I've never made soleseife, but I have made salt bars. The hairline crack might just be because the soap is a bit brittle - salt soaps tend to be. You may be able to push them back together if the soap is still relatively new and soft.

Nope, not cured at 10 days. I prefer 6-8 weeks. Some people here are adamant about curing salt bars for a year. I suggest you keep washing your hands with it once a week for 8 weeks or so, just to see how it changes.
 
Congrats on your first soap - and a soleseife! Side note: it's a bit more helpful to us if you can put your recipe as % oils along with the weights... some of us don't like to do math [this girl] and it helps us get a quicker answer to you. If you ran your recipe through a soap calc, the % should be readily available. That said... if I did my maths right...

Your water to lye ratio is 1.8:1, so there's less water to evaporate. Your weights may stabilize before the soap is really cured. I would give it at least 4-6 weeks just on principle. I cure mine for 8 weeks. Curing is more than water evaporation. Also, a few days in between weighings isn't enough time, the weight might still dropping, just at small increments outside of the decimals on your scale. So if on day one it weighs 4.8175 oz and your scale truncates to 4.81 oz, on day 3 it might weigh 4.8150 oz but your scale is still reading it at 4.81 oz. When I tracked my curing weights, I always had at least a week between weighings.
 
The weight stabilizing is probably just the excess water evaporating. That's the water part. The rest of the recommended weeks is for whatever chemistry that has to go on, to give you a great bar of soap.

If you like it now, wait a few weeks and I'm sure you'll love them! When I tested my first soleseife after only two weeks I was unimpressed but after 2mos they were lovely.

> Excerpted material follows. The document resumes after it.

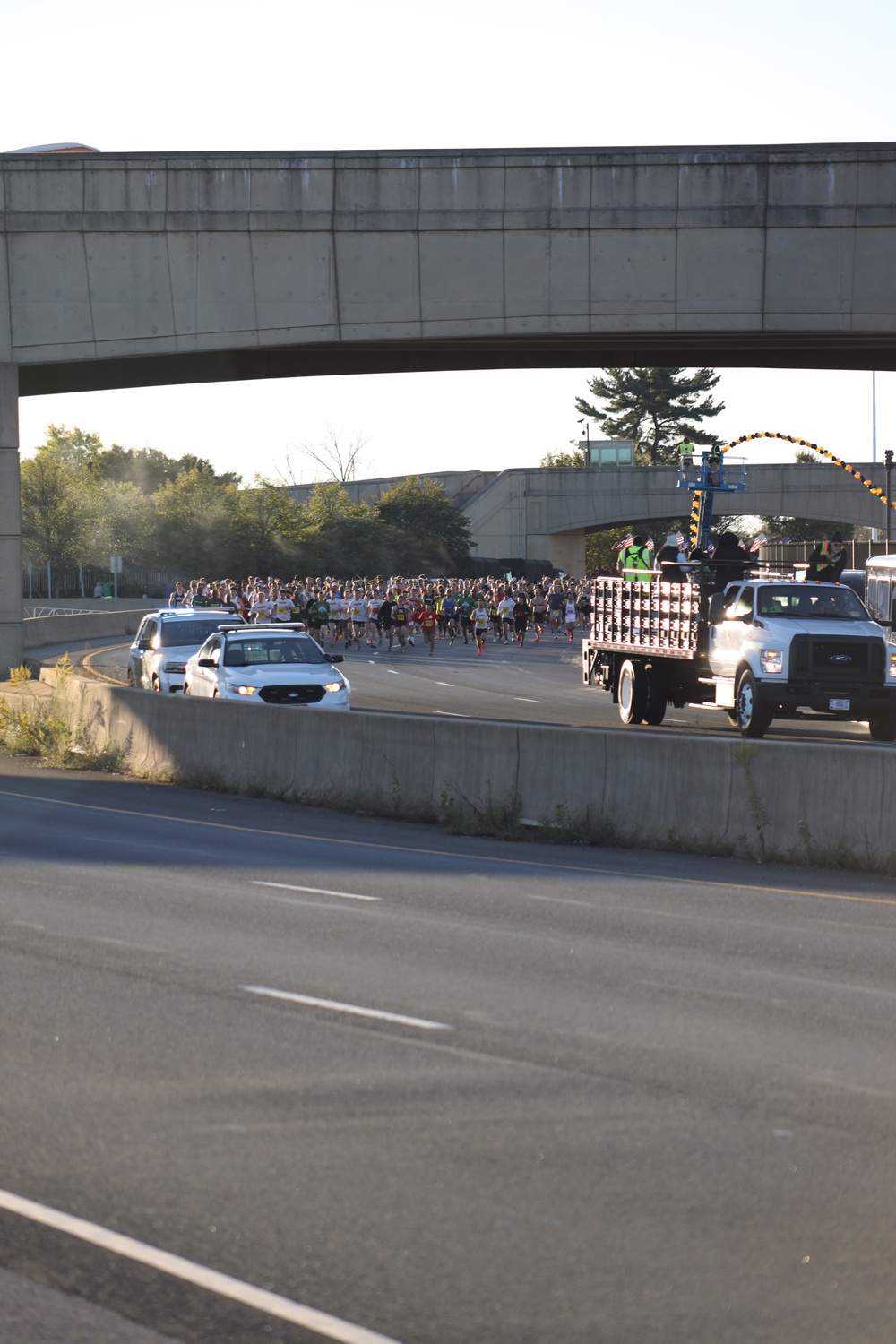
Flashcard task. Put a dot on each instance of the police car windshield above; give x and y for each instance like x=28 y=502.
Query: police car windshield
x=175 y=634
x=810 y=602
x=271 y=648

I have a theory but not sure if it has merit. Maybe the brittle-ness at this point, hence the hairline cracks, is water evaporating faster than the components of the soap having a chance to "bind" together? I've read here several instances where people got cracks but that's when they used loafs and it fractured while cutting.

Lols hopefully someone more knowledgeable will confirm or refute this.